For a counter example: a constraints-satisfaction engine I work on saw a 120x performance improvement (22 minutes to 9 seconds) in large part due to moving from C to C++. Why? Because the underlying code had been exhaustively point optimized, but the algorithm it used was not optimal (and, frankly, managing the kinds of data structures and collections which was required for the more advanced algorithm would have been a maintenance nightmare in C). Perhaps we should have spent several years implementing the improved algorithm in Assembly (for each platform) instead, and then just decided to never modify it again. But since that particular improvement we have tweaked the algorithm several times, resulting in an additional 50% gain (ie, it is now down to 6 seconds), and know that we can gain another 200% by re-implementing it in Java.

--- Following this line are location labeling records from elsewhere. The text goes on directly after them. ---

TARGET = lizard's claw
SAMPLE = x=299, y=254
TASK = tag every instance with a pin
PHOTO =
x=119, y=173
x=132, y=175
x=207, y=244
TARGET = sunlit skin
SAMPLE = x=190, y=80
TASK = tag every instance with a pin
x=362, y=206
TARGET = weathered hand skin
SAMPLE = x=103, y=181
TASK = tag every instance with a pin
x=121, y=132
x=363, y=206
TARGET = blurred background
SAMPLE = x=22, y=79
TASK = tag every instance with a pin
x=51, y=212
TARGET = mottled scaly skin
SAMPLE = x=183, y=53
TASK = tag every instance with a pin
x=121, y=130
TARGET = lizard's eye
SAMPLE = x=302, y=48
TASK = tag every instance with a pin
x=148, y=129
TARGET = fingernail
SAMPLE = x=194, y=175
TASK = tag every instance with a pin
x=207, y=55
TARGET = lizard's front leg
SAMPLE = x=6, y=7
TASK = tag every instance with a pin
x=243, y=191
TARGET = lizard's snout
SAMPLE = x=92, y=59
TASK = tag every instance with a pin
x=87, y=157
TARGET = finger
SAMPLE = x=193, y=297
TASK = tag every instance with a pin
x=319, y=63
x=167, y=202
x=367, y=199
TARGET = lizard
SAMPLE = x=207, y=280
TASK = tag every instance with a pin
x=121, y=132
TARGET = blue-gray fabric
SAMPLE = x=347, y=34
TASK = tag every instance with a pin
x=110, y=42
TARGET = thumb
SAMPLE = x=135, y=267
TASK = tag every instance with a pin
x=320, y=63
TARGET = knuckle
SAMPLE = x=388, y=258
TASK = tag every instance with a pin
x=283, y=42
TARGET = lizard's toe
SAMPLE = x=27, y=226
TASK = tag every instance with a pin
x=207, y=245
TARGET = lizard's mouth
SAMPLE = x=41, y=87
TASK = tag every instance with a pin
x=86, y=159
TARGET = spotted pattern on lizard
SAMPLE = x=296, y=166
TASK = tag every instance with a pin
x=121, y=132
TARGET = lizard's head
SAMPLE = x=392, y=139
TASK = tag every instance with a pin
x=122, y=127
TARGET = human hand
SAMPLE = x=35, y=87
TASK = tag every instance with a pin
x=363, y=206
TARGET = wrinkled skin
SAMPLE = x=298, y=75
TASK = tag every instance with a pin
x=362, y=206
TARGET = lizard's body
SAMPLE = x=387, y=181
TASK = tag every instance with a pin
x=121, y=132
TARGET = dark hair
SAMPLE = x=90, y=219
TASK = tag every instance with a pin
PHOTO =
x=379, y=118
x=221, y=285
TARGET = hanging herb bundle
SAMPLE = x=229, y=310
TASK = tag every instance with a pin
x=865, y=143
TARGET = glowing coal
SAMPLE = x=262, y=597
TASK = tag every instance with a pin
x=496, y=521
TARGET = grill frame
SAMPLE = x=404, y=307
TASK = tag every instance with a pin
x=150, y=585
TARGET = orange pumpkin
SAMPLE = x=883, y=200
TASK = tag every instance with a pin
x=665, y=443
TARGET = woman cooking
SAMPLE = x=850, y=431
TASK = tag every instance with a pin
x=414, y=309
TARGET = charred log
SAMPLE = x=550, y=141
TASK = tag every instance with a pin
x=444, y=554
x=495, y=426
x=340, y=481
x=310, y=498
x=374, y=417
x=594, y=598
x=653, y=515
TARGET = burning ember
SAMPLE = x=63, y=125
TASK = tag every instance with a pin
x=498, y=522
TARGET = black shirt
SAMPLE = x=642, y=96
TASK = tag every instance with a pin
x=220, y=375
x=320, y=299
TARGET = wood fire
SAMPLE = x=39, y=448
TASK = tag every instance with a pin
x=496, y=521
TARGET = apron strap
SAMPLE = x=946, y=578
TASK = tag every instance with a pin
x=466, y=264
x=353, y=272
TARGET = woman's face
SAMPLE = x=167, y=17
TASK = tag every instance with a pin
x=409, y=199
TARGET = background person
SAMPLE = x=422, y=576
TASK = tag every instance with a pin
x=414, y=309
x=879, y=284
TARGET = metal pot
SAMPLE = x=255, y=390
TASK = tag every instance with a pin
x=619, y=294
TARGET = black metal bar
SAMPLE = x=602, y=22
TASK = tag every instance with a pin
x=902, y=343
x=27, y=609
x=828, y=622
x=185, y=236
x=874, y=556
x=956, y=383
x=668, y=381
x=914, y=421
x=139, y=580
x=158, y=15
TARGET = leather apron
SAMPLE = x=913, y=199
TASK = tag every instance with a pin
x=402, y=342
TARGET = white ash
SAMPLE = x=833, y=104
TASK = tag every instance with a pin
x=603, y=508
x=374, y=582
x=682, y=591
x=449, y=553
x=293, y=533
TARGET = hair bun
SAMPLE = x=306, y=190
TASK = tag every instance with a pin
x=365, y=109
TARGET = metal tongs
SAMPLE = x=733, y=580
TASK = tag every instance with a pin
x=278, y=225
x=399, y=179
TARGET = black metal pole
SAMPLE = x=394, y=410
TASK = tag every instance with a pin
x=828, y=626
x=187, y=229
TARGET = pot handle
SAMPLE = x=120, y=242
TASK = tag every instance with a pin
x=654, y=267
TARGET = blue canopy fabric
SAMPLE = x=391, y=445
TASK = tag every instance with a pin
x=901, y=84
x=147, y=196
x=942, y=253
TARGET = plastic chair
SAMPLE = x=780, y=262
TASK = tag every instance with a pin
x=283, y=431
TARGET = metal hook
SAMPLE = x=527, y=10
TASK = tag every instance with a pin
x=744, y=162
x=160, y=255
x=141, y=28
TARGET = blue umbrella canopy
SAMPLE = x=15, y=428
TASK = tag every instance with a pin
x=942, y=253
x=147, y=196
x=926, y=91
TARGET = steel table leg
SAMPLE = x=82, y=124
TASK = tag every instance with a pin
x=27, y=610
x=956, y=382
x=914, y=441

The point of the story is: algorithm optimizations by far trump code optimizations and language optimizations. To the extent that lower-level optimizations make it harder for algorithm optimizations to occur (primarily by obfuscating the code), they are, as Knuth stated, the root of all evil.
At least in my line of work, algorithm advances aren’t a matter of coming across something someone just published, but rather determining how a particular published algorithm could be squeezed into our problem domain without destroying its efficiencies; there’s little confidence that the answer we have today is even the best answer out there for the state of the art today, much less for tomorrow, and as a result there is a definite likelihood that a new approach will pop forth which blows today’s implementation away, tomorrow. It’s already happened several times, and so I’ve learned to keep obfuscations safely tucked away so they don’t trip us up when the next algorithm advance shows up.